By Scot Graves
Pilot staff writer
"Wait for me!" the small voice called out.
I turned around to see my 5-year-old daughter, Alia, struggling to keep up with me as we walked home from our latest blackberry expedition.
Small buckets brimming with the ripe, sweet berries swung from each hand. A purple stain encircled her mouth, which, when open, revealed a purple tongue which matched the color of her fingertips.
It's all part of the summer ritual of harvesting one of Oregon's most delicious fruits. So is sacrificing a little of flesh and blood the briars that guard the blackberries are merciless.
I have a love-hate relationship with blackberries: Love to eat 'em, hate to pick 'em.
All summer Alia has been itching to pick berries in our neighborhood.
"Not until they're ready," I said. I kept an eye on the ripening fruit near our home, watching the berry clots at the end of every branch turn much too slowly from green to red to finally! glossy, plump purple.
I came home after work one evening and announced to Alia, "Get your bucket. We're going blackberry hunting!"
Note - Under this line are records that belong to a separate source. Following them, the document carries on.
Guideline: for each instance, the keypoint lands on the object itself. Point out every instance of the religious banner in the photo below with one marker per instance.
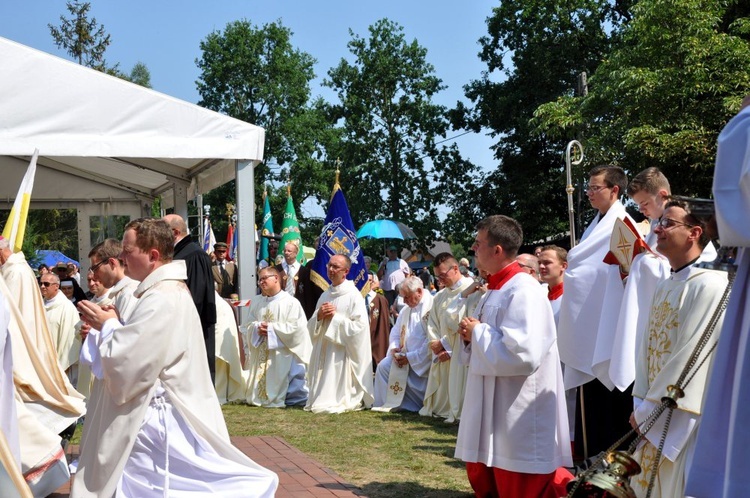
(290, 228)
(15, 227)
(266, 230)
(209, 239)
(339, 237)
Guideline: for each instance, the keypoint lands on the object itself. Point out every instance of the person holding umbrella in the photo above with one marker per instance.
(392, 271)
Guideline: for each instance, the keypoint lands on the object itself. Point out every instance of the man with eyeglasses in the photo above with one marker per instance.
(340, 377)
(391, 272)
(444, 394)
(529, 263)
(649, 189)
(224, 271)
(587, 318)
(108, 269)
(277, 345)
(157, 428)
(401, 378)
(62, 317)
(720, 467)
(682, 307)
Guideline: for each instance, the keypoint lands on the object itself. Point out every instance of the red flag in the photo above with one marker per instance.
(230, 242)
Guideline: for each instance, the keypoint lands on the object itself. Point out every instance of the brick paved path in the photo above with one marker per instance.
(299, 475)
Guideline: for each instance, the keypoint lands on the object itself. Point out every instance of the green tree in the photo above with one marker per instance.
(140, 75)
(255, 74)
(84, 39)
(534, 51)
(661, 97)
(390, 130)
(55, 229)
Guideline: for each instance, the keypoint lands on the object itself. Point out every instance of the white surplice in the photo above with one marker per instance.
(231, 380)
(340, 373)
(514, 414)
(62, 317)
(276, 363)
(444, 395)
(157, 422)
(404, 387)
(682, 307)
(720, 467)
(85, 376)
(584, 333)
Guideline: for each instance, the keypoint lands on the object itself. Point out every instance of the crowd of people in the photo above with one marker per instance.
(544, 359)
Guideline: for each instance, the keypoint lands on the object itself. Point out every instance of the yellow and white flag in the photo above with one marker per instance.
(15, 227)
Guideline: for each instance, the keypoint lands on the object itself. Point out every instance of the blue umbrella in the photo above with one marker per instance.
(385, 229)
(50, 258)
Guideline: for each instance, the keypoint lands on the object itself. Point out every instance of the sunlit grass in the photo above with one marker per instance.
(387, 455)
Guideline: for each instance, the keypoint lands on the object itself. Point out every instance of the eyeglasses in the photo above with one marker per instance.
(443, 275)
(595, 188)
(98, 265)
(666, 223)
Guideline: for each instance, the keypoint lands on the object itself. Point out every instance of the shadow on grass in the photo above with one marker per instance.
(408, 489)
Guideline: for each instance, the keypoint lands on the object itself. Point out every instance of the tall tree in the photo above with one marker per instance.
(83, 38)
(140, 75)
(662, 96)
(534, 51)
(390, 131)
(255, 74)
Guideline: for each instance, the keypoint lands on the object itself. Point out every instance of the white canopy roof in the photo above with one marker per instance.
(117, 139)
(108, 147)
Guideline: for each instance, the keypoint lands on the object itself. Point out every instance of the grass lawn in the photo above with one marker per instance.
(398, 455)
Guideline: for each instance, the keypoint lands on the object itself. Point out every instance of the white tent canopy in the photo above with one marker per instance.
(109, 147)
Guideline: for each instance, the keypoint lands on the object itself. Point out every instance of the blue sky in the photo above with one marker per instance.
(165, 35)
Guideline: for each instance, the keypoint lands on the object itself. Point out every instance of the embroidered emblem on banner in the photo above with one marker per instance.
(338, 239)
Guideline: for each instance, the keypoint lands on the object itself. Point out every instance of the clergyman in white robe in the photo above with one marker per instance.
(719, 468)
(340, 374)
(514, 415)
(444, 395)
(62, 318)
(682, 307)
(46, 404)
(231, 380)
(408, 337)
(158, 425)
(277, 362)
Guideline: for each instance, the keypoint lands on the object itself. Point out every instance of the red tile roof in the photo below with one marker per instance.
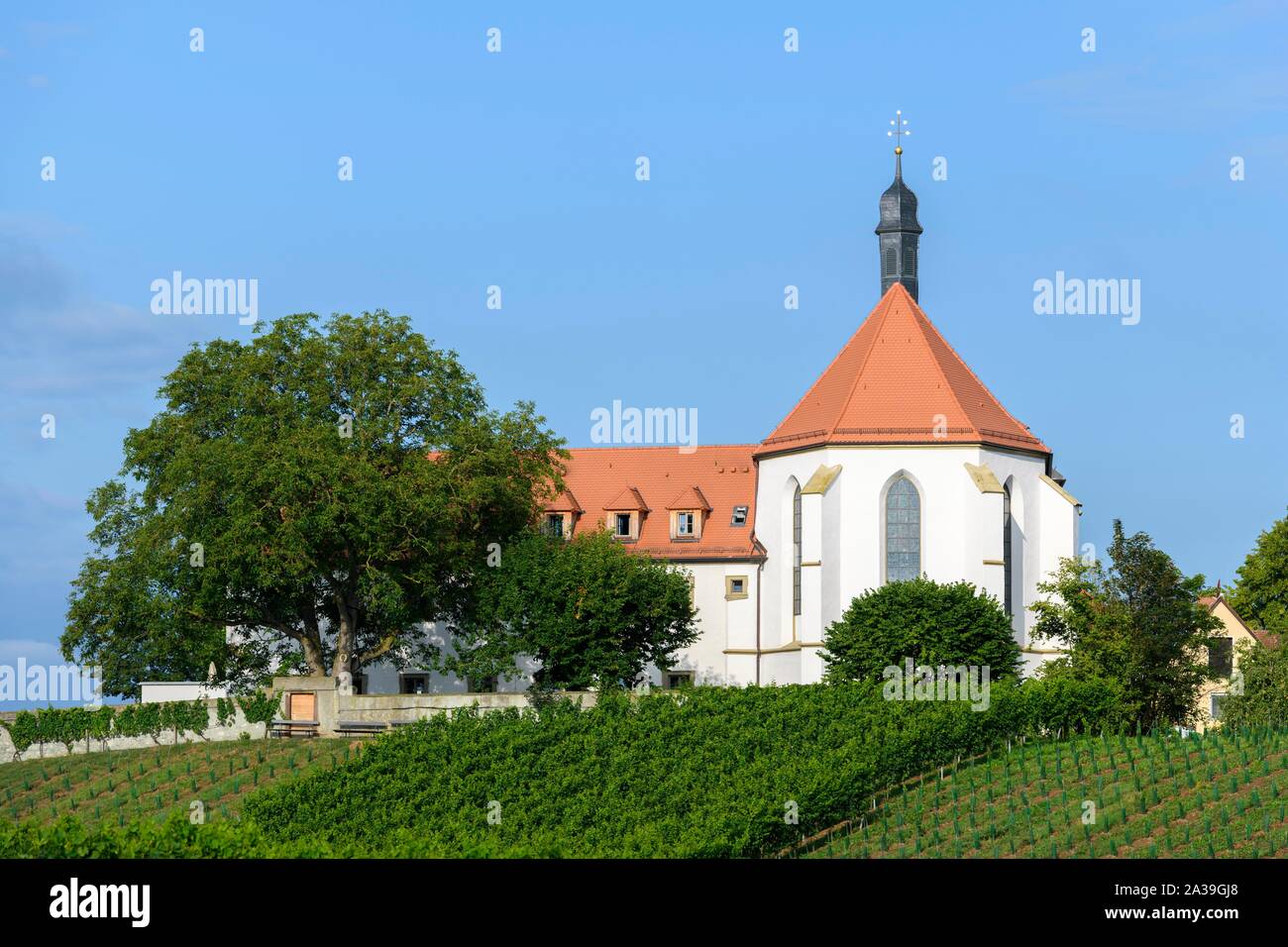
(888, 385)
(629, 499)
(690, 499)
(565, 502)
(1269, 639)
(722, 475)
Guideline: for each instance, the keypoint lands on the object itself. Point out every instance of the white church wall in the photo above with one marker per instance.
(724, 624)
(1022, 474)
(961, 532)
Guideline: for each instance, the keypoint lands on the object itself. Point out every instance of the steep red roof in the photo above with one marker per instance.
(690, 499)
(721, 476)
(888, 385)
(565, 502)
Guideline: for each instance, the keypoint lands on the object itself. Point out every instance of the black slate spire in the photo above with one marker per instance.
(898, 231)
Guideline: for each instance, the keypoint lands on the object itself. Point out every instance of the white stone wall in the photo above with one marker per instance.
(163, 738)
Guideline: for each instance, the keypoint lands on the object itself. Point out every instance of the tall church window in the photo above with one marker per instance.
(797, 552)
(903, 531)
(1006, 548)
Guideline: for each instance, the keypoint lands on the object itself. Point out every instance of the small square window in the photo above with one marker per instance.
(677, 681)
(1218, 699)
(413, 684)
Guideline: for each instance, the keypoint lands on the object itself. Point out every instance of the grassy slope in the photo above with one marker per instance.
(125, 785)
(1222, 795)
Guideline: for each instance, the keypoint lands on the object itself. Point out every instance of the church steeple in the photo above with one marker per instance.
(898, 231)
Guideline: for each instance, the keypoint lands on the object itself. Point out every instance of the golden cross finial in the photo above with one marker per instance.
(900, 131)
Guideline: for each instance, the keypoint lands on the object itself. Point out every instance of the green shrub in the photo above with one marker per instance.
(932, 624)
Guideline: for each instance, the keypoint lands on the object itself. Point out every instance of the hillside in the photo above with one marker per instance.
(1202, 796)
(120, 787)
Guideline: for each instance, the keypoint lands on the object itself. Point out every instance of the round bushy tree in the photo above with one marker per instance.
(922, 620)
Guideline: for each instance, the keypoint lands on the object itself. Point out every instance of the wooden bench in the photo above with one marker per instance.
(294, 728)
(357, 728)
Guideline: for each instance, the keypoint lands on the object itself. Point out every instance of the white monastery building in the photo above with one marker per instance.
(896, 463)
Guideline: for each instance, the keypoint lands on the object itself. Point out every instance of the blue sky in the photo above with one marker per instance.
(518, 169)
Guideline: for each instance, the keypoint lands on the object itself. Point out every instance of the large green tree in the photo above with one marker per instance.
(1261, 594)
(932, 624)
(588, 611)
(323, 487)
(1136, 622)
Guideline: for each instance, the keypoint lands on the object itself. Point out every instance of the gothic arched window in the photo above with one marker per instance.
(903, 531)
(1006, 548)
(797, 552)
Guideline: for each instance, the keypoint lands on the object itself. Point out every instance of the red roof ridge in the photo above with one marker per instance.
(629, 499)
(877, 393)
(925, 318)
(889, 303)
(690, 499)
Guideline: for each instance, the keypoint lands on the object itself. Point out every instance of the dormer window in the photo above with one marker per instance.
(688, 512)
(625, 514)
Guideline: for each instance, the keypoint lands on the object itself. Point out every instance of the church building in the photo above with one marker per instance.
(896, 463)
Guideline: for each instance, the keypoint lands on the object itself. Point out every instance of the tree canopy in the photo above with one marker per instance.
(932, 624)
(1261, 594)
(321, 487)
(1261, 698)
(588, 611)
(1136, 622)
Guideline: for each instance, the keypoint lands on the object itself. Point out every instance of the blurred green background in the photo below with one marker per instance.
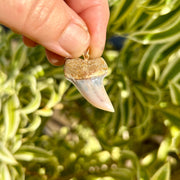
(48, 131)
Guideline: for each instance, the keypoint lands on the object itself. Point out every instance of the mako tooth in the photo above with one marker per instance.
(87, 75)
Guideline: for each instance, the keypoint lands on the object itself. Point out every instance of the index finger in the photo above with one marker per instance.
(95, 14)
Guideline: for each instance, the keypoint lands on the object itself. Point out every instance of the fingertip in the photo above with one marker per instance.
(28, 42)
(55, 59)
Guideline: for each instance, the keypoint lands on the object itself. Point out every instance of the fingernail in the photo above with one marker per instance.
(75, 39)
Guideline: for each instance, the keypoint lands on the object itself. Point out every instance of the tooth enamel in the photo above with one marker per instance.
(87, 76)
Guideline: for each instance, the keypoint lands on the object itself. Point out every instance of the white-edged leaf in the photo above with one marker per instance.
(6, 156)
(11, 116)
(44, 112)
(32, 153)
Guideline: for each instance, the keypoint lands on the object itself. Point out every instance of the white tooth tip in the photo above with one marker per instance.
(87, 76)
(93, 91)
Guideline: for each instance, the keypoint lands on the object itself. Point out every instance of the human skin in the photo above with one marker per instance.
(65, 28)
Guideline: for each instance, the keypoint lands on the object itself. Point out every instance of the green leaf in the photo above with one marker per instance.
(149, 37)
(33, 105)
(6, 156)
(173, 117)
(11, 116)
(163, 173)
(36, 122)
(175, 93)
(45, 112)
(171, 70)
(32, 153)
(4, 172)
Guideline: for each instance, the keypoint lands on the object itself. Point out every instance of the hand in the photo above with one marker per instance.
(65, 28)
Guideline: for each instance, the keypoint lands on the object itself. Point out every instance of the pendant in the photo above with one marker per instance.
(87, 75)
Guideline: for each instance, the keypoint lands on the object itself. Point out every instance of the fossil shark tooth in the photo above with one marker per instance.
(87, 75)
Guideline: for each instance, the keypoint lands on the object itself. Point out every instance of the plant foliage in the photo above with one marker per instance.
(48, 131)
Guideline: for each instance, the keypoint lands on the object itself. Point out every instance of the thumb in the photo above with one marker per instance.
(52, 24)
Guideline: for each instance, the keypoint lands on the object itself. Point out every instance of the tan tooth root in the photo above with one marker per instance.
(87, 76)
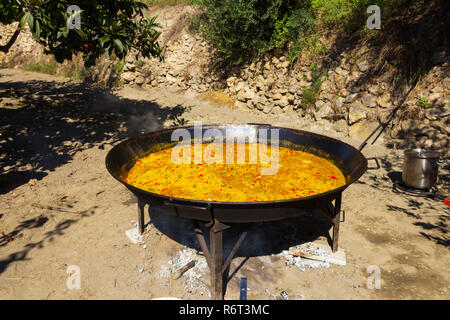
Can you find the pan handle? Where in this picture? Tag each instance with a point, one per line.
(179, 205)
(259, 124)
(377, 163)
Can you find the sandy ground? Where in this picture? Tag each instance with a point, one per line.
(63, 209)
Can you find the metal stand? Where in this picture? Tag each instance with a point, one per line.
(214, 255)
(141, 207)
(334, 212)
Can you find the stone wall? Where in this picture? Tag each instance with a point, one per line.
(352, 99)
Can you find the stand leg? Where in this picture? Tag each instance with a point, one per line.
(141, 207)
(214, 255)
(216, 248)
(336, 220)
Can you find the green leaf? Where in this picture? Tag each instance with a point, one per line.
(81, 33)
(37, 30)
(104, 40)
(23, 21)
(30, 20)
(119, 44)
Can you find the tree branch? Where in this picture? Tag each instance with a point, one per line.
(11, 41)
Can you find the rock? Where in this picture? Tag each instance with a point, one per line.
(249, 94)
(170, 79)
(295, 89)
(285, 64)
(362, 129)
(439, 57)
(241, 96)
(363, 66)
(127, 76)
(341, 126)
(129, 67)
(356, 113)
(139, 80)
(174, 72)
(268, 108)
(368, 100)
(375, 90)
(290, 98)
(283, 102)
(436, 98)
(351, 98)
(269, 82)
(240, 105)
(325, 112)
(437, 113)
(245, 94)
(129, 58)
(384, 101)
(341, 72)
(319, 104)
(277, 96)
(339, 102)
(239, 86)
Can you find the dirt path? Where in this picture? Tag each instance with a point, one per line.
(63, 209)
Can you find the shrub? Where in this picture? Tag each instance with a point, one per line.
(241, 30)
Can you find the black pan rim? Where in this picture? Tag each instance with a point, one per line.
(207, 204)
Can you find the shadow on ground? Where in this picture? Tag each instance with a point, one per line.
(44, 123)
(49, 236)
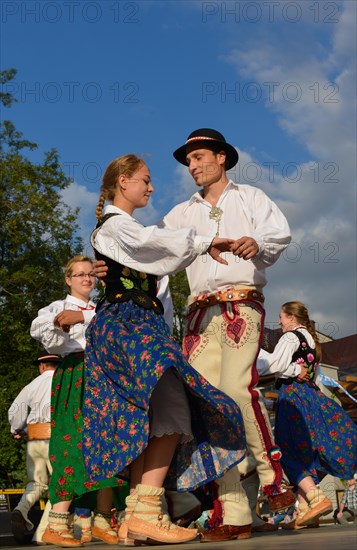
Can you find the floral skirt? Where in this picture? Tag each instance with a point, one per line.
(128, 350)
(69, 478)
(315, 434)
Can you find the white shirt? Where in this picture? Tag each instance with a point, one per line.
(54, 339)
(247, 211)
(279, 362)
(149, 249)
(33, 404)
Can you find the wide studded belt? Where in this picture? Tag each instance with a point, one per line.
(39, 431)
(233, 295)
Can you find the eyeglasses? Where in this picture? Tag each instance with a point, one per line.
(83, 275)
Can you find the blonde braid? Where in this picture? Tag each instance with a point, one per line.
(99, 209)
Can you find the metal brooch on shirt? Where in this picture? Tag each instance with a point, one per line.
(216, 215)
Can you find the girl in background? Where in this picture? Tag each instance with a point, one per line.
(60, 327)
(315, 434)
I approach every berry-picking session with the goal of avoiding any nicks or scratches. I always fail or fall is more like it.
One year I slipped off a step stool and fell face first into the briar patch. Another year, I stumbled and landed on a long blackberry thorn that pierced my flip-flop and my foot. (I know, flip-flops. What was I thinking?)
And yet, I still pick blackberries. And expose my daughter to the risky endeavor!
Never mind that. She is, in her own words, a "tough chick."
So off we went, searching for blackberries on a recent sunny afternoon. Our first target was the undeveloped acres behind our house. In past years, the owner had given us permission to pick unlimited numbers of berries. This year, however, the owner has bulldozed most of the land for development. Still, my daughter and I found one, small, untouched briar patch loaded with ripening berries.
The sound of Alia's lip-smacking was punctuated by exclamations of "Ouch!" But she championed on. Yep. tough chick.
She was less brave when it came to encountering fungus-covered berries.
"Eeeuuuww," she shouted, trying to shake the fur-coated, over-ripe berry from her fingers. "Why is it all yucky looking?"
"It got too ripe before we could pick it," I offered. "Nothing last forever, especially blackberries."
She thought for a few seconds. "Summer, too," she said.
Our short, but glorious blackberry season is analogous to summer itself. We relish its arrival and then, in a mad rush, we try to harvest as much of it as possible before it ends.
As the August sun set that day, Alia and I returned home, our small buckets overflowing with summer. A few days later we gobbled up the few remaining, unfurry black berries. Our tongues and fingers were no longer purple; the thorn pricks and scratches were healing nicely.
When someone asked about the scratches on Alia's leg, she stuck the leg out and exclaimed. "I got them picking blackberries!"
Definitely. Tough chick.
In another month, the berries. the scratches and the summer will be gone. But the memories will last forever.